Ce qui réussit au metteur en scène Adolf El Assal est l’équilibre entre une histoire en soi dramatique et un road-movie furieusement comique. Pour échapper à la police luxembourgeoise, Samir doit se fondre dans les décors d’un sous-monde, celui et illégales, des sans-papiers et donc forcément des criminel-le-s. Un monde qui existe bel et bien au Luxembourg, mais qui reste invisible au quotidien. Il y croise Daniel, un Congolais qui se fait passer pour un Juif pour mieux faire du business, des clans de gens du voyage qui ne souhaitent que voyager aux États-Unis mais qui n’ont pas les bons passeports, et des gens engagés qui ont plus d’un tour dans leur sac – et tout ça juste pour se rendre à Bruxelles.
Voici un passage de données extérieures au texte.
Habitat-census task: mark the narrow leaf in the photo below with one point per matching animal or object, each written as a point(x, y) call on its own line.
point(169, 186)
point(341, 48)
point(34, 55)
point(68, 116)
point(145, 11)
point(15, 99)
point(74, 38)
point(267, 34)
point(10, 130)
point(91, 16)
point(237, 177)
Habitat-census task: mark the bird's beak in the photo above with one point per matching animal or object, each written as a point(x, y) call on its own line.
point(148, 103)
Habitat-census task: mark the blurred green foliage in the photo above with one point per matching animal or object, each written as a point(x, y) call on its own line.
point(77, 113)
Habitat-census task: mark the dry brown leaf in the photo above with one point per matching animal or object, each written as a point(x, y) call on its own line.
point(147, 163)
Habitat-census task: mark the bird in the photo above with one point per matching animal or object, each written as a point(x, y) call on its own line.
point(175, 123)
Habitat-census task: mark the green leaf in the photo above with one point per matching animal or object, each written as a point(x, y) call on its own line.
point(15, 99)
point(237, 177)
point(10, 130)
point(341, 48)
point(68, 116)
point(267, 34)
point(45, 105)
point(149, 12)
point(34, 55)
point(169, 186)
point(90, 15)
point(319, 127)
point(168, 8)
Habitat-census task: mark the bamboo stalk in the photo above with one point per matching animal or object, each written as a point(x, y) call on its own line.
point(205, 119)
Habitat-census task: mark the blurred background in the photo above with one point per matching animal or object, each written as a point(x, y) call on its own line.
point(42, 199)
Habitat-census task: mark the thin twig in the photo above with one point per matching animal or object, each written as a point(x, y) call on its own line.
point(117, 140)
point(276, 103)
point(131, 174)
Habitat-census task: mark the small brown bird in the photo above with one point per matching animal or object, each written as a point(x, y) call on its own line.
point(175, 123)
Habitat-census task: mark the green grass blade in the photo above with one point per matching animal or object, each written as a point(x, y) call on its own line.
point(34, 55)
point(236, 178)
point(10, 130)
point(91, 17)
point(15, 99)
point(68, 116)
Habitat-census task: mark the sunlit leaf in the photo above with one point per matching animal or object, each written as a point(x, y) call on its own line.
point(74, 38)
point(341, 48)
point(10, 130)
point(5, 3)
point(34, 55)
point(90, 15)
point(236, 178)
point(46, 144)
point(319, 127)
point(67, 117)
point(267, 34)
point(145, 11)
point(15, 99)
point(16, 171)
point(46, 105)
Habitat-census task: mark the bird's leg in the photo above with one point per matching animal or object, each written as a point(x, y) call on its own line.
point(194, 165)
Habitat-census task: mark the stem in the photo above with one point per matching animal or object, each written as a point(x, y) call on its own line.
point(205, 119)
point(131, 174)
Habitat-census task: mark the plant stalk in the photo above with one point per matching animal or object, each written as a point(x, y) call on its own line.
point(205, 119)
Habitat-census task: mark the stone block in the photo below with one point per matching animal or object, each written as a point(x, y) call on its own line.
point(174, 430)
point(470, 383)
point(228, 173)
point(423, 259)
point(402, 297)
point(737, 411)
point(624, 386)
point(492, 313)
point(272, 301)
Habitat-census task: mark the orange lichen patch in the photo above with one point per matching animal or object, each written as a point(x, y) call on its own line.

Quand on ressemble un peu trop à un réfugié : Samir juste avant de se faire pincer par la police.

En même temps, El Assal réussit à cacher un deuxième voyage derrière celui totalement déjanté du premier plan : celui de Samir vers lui-même. Son père, avec qui il est en brouille, a tout de même été musicien et a même sorti un tube ; c’est exactement le remix de cette chanson qui va permettre au jeune DJ de continuer sa montée dans le monde de la musique. Certes, la ficelle métaphorique est un peu grosse. Mais les comédies vivent du grossissement des traits, et pour « Sawah », ça fonctionne.

Un des atouts du film est aussi son casting aussi divers et improbable que l’histoire qu’il raconte. Le rôle principal est bien porté par Karim Kassem, star de la télévision et du cinéma égyptien inconnu au bataillon sous nos latitudes. Son incrédulité devant les règles européennes et son sens de la débrouille dans les situations les plus compliquées sont toujours crédibles. Une autre découverte est sûrement Éric Kabongo, acteur et rappeur belge d’origine congolaise, qui joue le compagnon d’infortune de Samir dans sa folle épopée. Le grain de folie qu’il apporte donne un certain drive au film aux instants cruciaux – faisant de lui un des moteurs de « Sawah ». Et Nilton Martins, dans le rôle d’un flic d’origine portugaise frustré, nous change des portraits toujours un peu trop plats des serviteurs d’État grand-ducaux dans les fictions.

Bref, « Sawah » est un film à voir pour se détendre les nerfs et rire un peu des absurdités de notre monde.

Sur Netflix et le 28 mai au drive-in Mamer.